To solve the performance problems we investigated a recommendation that Elastic Support made to us early on: Reducing the number of shards. If you store time based events, be it news articles or log events, it is a common pattern to use date based indices. We started of with daily indices so that for example all news articles that have been published on the 29th of April 2018 would be stored in an index named articles-20180429. This means that, when you search over one year of data and you are using the default of 5 shards per index, Elasticsearch would have to search over 1825 shards. We learned that searching over a lot of shards is quite expensive. Indeed, up to some point, the cost for searching a fixed number of documents went up linearly with the number of shards involved. How to split up data across indices and shards most efficiently depends on many factors.
For our use case it made sense to make shards as big as possible. We reduced the number of shards per year from 1825 to 60 reducing query cost and latency on average by 90%. While we were experimenting with bigger shards, we were also looking at different AWS EC2 instance types. Amazon's new storage-optimised i3 instance type with high I/O throughput, high IOPS and high network throughput, turned out to be the last missing piece to solve our performance problems. As a matter of fact, i3's I/O performance is able to support bigger shards and allows us to aggregate over long time spans of data, without causing any performance issues.

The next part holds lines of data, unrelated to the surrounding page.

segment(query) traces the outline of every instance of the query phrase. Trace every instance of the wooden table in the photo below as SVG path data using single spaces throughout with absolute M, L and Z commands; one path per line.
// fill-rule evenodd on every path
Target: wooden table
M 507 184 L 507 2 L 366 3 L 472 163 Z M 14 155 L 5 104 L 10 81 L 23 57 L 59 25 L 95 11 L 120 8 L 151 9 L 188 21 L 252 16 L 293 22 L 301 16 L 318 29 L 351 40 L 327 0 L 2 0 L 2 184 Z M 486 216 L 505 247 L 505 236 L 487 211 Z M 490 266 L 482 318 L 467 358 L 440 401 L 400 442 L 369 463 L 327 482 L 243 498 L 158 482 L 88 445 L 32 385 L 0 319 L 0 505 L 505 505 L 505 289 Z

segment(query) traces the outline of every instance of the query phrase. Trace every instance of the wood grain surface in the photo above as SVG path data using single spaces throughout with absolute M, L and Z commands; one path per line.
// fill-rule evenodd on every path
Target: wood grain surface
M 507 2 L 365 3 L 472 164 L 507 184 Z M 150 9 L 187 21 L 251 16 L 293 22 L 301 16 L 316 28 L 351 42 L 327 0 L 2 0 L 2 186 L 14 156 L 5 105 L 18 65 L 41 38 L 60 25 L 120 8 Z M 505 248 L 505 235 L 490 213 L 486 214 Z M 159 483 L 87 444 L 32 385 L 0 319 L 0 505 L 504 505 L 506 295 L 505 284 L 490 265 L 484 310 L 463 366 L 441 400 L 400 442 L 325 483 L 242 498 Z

Elasticsearch is incredible scalable, very reliable and constantly evolving. To get the most out of it, learning how it fits your use case and staying on top the latest improvements is key. Elastic's support offer great advice to guide you on your journey. Automating processes for maintaining our cluster, learning to interpret the right metrics and constant experimentation enabled us to fulfill our needs.
Now, with reducing the number shards and switching to machines with high I/O performance, we not only wiped out all performance bottlenecks, we could also cut the number of data nodes and costs by half another time. Back to 15 nodes, like in 2015.
Jo Draeger (@joachimdraeger) is a Lead Software Engineer at Signal Media (@SignalHQ) currently developing full-stack on Signal's products. When he joined Signal he was terraforming AWS cloud infrastructure and evolved the core Elasticsearch cluster. Jo is a speaker at Elastic London User Group meetups and is a contributor to Elasticsearch's snapshot repository code.